Protest marches continue in Egypt despite army threat
General says military, until now held in reserve, will respond to further violence
Supporters of the Muslim Brotherhood and ousted Egyptian President Mohamed Mursi shout slogans against the military and interior ministry during a protest in front of Al Istkama mosque at Giza Square, south of Cairo on Sunday. Photograph: Reuters
Muslim Brotherhood protest marches took place across Egypt yesterday after armed forces commander Gen Abdul Fattah el-Sisi warned that troops would respond forcibly to violence. He made it clear that the army, which has been held in reserve, could be deployed alongside civilian police and security personnel engaged in the crackdown.
“Whoever imagines violence will make the state and Egyptians kneel must reconsider; we will never be silent in the face of the destruction of the country,” he said.
However, he also addressed supporters of deposed president Mohamed Morsi saying, in an attempt to reassure them, there is “room for everyone in Egypt” and that the armed forces had no intention of seizing power.
His remarks came as 38 Brotherhood supporters were killed in a police van en route to prison. The men were said to have been shot when they tried to take a police officer hostage.

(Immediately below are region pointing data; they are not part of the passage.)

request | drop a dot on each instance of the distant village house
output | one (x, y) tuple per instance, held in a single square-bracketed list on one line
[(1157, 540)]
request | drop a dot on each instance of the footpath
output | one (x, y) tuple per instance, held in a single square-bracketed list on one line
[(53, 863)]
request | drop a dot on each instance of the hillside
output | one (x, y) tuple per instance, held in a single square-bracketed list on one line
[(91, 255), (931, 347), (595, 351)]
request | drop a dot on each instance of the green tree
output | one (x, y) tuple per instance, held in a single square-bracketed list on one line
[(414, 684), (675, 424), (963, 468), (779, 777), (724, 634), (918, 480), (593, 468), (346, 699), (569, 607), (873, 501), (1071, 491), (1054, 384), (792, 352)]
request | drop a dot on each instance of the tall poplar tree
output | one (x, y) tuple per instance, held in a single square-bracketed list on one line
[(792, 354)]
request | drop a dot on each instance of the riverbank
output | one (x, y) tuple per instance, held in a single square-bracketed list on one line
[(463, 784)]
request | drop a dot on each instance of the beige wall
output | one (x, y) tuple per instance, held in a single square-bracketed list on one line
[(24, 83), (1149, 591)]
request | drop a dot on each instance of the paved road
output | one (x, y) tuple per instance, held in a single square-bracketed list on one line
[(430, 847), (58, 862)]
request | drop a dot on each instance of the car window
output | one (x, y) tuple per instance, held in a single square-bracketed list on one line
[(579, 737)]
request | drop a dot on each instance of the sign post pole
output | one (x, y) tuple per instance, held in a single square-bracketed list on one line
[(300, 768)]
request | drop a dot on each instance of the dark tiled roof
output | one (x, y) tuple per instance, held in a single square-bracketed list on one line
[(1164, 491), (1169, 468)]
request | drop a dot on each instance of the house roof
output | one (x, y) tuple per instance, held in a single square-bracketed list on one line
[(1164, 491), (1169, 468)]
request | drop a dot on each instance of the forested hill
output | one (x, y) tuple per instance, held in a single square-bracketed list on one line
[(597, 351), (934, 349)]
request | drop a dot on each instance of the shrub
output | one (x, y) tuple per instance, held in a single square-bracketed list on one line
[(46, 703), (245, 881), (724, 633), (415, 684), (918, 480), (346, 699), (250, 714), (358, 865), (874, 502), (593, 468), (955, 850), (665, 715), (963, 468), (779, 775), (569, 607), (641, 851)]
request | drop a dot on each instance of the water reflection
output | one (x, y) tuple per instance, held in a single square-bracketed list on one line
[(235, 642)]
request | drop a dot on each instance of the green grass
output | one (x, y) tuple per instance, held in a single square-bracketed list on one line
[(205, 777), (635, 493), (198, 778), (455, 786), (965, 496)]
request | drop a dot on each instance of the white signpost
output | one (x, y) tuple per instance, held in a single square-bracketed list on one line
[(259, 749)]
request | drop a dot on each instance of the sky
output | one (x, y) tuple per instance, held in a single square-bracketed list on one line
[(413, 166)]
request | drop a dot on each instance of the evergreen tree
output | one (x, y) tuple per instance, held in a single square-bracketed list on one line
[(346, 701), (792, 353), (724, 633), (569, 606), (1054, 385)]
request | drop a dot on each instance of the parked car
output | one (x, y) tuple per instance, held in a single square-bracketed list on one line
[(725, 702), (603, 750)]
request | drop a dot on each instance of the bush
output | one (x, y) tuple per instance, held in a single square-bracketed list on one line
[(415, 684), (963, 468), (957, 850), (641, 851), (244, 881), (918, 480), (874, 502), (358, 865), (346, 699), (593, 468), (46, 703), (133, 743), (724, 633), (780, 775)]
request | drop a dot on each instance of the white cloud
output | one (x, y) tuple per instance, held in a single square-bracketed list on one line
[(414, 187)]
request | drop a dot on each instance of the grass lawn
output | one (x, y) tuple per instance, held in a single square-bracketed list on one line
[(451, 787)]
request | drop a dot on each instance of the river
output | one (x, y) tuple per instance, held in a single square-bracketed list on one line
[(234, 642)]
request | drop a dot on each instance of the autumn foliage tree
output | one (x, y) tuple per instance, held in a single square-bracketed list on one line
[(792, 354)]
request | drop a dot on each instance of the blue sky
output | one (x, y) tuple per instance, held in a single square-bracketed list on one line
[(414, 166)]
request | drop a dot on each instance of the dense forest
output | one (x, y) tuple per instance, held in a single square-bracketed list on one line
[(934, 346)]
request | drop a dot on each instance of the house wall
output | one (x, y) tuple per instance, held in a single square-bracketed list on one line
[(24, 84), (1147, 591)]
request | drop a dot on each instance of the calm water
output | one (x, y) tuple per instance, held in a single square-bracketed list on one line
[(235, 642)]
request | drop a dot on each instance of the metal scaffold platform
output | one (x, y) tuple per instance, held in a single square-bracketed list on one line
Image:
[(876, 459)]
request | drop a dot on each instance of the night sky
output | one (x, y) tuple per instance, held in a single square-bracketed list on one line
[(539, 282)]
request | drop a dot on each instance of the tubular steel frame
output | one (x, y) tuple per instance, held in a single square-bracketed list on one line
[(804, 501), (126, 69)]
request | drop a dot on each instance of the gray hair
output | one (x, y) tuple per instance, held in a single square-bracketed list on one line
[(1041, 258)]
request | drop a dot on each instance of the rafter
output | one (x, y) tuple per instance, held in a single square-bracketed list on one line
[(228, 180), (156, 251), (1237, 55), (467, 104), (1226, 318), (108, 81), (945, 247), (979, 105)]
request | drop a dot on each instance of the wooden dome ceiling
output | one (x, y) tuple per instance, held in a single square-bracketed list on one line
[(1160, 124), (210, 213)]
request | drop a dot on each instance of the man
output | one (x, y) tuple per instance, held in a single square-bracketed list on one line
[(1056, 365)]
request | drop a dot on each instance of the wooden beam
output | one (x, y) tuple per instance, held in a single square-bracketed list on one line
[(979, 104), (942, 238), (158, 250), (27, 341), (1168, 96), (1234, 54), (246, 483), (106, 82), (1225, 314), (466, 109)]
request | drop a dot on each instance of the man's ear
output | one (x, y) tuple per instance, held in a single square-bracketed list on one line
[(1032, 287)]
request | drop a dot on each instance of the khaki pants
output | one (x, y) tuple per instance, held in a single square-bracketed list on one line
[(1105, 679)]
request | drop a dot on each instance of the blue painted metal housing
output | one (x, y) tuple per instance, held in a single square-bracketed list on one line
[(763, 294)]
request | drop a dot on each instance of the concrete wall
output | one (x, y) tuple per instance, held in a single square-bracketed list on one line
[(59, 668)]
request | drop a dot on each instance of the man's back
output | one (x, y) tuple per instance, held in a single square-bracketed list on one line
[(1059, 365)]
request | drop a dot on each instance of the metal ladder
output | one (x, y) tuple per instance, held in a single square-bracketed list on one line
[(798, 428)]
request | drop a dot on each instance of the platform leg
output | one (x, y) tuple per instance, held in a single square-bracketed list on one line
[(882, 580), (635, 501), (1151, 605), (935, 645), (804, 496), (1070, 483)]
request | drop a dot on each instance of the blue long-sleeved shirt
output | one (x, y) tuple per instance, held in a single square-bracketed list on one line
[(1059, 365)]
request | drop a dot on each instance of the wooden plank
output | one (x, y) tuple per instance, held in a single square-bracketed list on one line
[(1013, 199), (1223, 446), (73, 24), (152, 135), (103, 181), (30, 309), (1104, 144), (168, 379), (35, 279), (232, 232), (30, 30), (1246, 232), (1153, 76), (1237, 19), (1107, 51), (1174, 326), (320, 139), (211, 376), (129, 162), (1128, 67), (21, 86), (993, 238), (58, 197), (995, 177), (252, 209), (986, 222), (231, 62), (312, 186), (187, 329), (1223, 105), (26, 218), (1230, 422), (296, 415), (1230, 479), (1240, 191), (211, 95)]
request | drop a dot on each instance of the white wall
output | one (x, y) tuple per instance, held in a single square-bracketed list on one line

Crowds demanding the reinstatement of the ousted president gathered in Helwan and Giza south of Cairo to march to the supreme court building in the Maadi suburb.

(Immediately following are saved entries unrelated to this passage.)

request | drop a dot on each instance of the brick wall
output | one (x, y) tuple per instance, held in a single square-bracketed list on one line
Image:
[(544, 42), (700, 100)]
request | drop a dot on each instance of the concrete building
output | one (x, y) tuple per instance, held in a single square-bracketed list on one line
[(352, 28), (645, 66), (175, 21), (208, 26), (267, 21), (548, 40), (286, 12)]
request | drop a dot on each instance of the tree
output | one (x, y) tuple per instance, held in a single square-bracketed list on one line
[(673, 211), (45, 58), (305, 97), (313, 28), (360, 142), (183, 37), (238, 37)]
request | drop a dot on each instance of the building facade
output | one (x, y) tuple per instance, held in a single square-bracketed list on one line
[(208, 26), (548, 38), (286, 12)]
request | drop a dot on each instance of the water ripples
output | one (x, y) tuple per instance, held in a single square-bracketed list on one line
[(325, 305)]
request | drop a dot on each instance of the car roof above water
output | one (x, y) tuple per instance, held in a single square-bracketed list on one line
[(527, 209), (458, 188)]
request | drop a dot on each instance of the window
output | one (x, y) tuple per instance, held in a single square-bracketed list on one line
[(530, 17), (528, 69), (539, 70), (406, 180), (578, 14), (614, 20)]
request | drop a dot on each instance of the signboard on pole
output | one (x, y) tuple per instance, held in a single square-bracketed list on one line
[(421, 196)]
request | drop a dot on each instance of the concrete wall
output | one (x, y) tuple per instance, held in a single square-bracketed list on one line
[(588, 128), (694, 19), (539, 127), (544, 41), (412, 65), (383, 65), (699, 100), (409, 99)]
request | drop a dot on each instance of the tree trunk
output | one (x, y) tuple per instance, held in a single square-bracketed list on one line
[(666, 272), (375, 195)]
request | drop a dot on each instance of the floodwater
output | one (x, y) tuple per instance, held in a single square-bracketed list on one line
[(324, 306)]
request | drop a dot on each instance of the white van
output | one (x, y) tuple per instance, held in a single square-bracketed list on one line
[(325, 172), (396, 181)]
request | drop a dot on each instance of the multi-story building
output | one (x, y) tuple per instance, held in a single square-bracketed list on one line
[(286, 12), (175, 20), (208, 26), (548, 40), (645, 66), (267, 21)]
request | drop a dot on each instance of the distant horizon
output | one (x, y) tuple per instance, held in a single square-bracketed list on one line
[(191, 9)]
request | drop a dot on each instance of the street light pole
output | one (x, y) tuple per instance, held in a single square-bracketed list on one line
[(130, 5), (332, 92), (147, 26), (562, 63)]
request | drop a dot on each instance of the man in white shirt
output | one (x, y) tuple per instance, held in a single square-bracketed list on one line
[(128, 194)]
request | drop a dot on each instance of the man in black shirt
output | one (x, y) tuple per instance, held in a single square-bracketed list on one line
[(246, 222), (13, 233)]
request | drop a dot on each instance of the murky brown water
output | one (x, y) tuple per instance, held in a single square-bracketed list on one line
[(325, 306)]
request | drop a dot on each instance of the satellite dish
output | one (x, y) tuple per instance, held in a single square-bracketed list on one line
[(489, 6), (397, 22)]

However, they were deterred from proceeding by armoured vehicles, police and local residents who had formed a cordon to protect the court against attack.
The Brotherhood cancelled its protest in Cairo’s Heliopolis suburb near Ittihadiya presidential palace because of reports that snipers had been positioned along the route.

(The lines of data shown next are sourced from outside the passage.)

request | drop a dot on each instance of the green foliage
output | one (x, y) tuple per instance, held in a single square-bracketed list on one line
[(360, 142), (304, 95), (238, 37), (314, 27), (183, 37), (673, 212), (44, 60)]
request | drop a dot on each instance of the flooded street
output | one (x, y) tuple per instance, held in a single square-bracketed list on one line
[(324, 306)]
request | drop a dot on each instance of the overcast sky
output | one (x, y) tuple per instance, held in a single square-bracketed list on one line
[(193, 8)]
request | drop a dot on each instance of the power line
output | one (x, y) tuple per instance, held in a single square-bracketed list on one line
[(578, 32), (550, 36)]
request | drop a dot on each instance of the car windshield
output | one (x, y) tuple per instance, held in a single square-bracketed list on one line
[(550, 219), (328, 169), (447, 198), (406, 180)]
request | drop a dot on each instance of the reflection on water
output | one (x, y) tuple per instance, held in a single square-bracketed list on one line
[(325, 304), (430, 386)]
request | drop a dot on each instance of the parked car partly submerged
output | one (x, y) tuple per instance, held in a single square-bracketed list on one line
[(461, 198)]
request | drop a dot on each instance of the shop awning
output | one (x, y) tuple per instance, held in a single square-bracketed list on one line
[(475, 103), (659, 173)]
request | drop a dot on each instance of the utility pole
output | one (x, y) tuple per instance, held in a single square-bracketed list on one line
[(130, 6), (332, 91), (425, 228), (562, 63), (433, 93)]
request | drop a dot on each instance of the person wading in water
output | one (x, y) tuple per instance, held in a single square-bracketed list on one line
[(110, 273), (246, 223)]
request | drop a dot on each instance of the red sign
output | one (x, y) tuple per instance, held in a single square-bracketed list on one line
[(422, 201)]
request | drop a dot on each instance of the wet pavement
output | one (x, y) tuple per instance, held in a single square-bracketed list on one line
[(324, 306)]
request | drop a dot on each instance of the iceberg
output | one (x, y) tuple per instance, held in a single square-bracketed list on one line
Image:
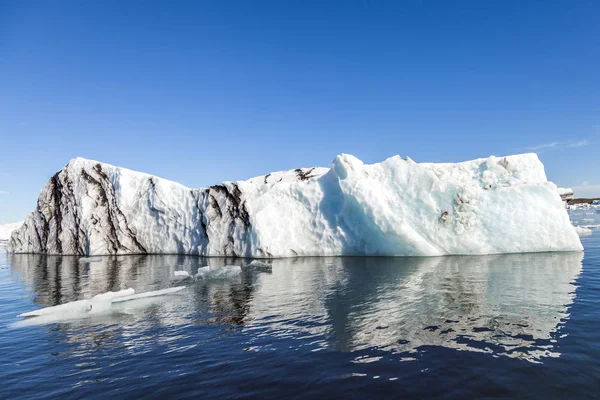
[(100, 304), (225, 272), (397, 207)]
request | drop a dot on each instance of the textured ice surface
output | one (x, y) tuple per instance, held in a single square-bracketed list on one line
[(100, 304), (258, 266), (583, 231), (146, 295), (394, 208), (225, 272)]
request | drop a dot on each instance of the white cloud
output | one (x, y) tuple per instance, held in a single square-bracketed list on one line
[(556, 145), (586, 191)]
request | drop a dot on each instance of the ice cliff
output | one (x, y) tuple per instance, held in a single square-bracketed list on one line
[(394, 208)]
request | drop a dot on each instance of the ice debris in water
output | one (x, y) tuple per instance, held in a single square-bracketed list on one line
[(258, 266), (583, 231), (228, 271), (101, 303), (90, 259)]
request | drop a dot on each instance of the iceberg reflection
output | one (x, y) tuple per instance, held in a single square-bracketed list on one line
[(509, 305)]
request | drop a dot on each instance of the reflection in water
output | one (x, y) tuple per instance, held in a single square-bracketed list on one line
[(510, 305)]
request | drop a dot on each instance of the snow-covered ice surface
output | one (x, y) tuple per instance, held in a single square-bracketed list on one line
[(225, 272), (583, 231), (100, 304), (394, 208)]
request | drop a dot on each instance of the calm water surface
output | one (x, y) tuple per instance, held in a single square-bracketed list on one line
[(510, 326)]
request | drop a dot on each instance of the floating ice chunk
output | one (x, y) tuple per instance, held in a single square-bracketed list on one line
[(100, 304), (258, 266), (228, 271), (146, 295), (583, 231), (95, 304), (90, 259), (393, 208)]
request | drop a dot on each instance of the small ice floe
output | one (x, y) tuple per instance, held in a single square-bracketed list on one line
[(228, 271), (583, 231), (100, 304), (146, 295), (258, 266), (90, 259)]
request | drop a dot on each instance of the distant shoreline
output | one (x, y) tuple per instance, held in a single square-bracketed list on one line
[(582, 201)]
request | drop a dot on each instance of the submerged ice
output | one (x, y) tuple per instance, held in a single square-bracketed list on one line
[(103, 303), (394, 208)]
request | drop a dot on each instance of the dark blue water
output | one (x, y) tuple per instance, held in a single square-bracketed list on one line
[(510, 326)]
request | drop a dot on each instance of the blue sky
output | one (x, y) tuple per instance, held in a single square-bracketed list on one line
[(201, 92)]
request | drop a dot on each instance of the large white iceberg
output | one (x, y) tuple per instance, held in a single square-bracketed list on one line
[(394, 208)]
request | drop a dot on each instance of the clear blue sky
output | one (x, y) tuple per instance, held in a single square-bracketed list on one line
[(200, 92)]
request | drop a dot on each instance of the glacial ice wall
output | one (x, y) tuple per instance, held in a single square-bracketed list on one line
[(394, 208)]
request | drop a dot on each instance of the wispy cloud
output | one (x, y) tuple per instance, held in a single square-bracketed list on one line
[(557, 145), (586, 190)]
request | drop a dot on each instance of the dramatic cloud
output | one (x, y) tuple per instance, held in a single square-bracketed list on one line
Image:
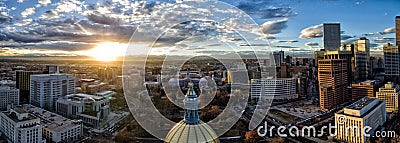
[(27, 12), (311, 44), (312, 32), (388, 31), (104, 19), (384, 40), (261, 9), (274, 27), (44, 2)]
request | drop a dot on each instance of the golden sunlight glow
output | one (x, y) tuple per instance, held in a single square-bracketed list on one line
[(106, 51)]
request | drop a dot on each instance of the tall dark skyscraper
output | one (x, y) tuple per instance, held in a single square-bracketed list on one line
[(398, 30), (331, 36)]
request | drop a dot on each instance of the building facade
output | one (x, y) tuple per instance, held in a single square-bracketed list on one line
[(20, 127), (362, 89), (392, 62), (23, 84), (332, 78), (55, 128), (92, 110), (351, 123), (397, 20), (389, 93), (46, 88), (9, 97), (363, 67), (331, 36), (347, 55), (281, 88)]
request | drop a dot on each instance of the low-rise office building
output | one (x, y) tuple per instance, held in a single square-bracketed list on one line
[(92, 110)]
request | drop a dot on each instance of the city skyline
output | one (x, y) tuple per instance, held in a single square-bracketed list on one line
[(90, 28)]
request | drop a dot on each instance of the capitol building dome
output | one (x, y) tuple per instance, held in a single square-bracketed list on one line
[(191, 129)]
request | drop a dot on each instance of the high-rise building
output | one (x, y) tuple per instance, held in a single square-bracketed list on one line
[(282, 56), (332, 78), (52, 69), (277, 59), (398, 30), (9, 97), (20, 127), (318, 55), (352, 122), (281, 88), (361, 63), (363, 89), (46, 88), (331, 36), (390, 94), (392, 62), (347, 55), (23, 84), (92, 110)]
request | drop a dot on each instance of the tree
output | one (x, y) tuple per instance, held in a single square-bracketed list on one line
[(252, 137)]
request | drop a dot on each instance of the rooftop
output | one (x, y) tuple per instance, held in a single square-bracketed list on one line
[(82, 96), (358, 105)]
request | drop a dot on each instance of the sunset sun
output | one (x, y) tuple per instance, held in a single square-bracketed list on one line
[(106, 51)]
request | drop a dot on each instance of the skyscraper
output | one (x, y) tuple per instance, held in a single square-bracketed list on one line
[(332, 78), (362, 89), (392, 62), (361, 63), (277, 58), (347, 56), (390, 94), (351, 123), (46, 88), (331, 36), (9, 97), (22, 83), (398, 30)]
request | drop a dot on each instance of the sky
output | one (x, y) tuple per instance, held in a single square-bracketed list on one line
[(98, 28)]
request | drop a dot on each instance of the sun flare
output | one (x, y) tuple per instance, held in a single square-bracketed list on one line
[(107, 51)]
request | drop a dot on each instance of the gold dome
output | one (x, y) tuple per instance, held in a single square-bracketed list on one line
[(183, 132)]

On Saturday, security forces ended a siege at a mosque in Ramses square in Cairo where pro-Morsi activists sought sanctuary during clashes with police and civilians which resulted in deaths, including Ammar Badie, son of Brotherhood supreme guide Mohamed Badie.
Four Irish citizens were among those in the mosque and Irish diplomats in Cairo are trying to gain access to them.
The four siblings, Omaima, Fatima, Soumaya and Ibrahim Halawa, are believed to be in military detention in Cairo’s Tora prison. Their family has not been able to contact them directly since they were detained on Saturday.
On Saturday 79 people died and 549 were wounded countrywide, said state news agency Mena. That brought the death toll since Wednesday to 830, including 70 police and soldiers.
Meanwhile, president of the European council Herman Van Rompuy and commission chief José Manuel Barroso have said the EU will “review” relations with Egypt, suggesting that €3.75 billion in aid to promote democratic reform could be suspended.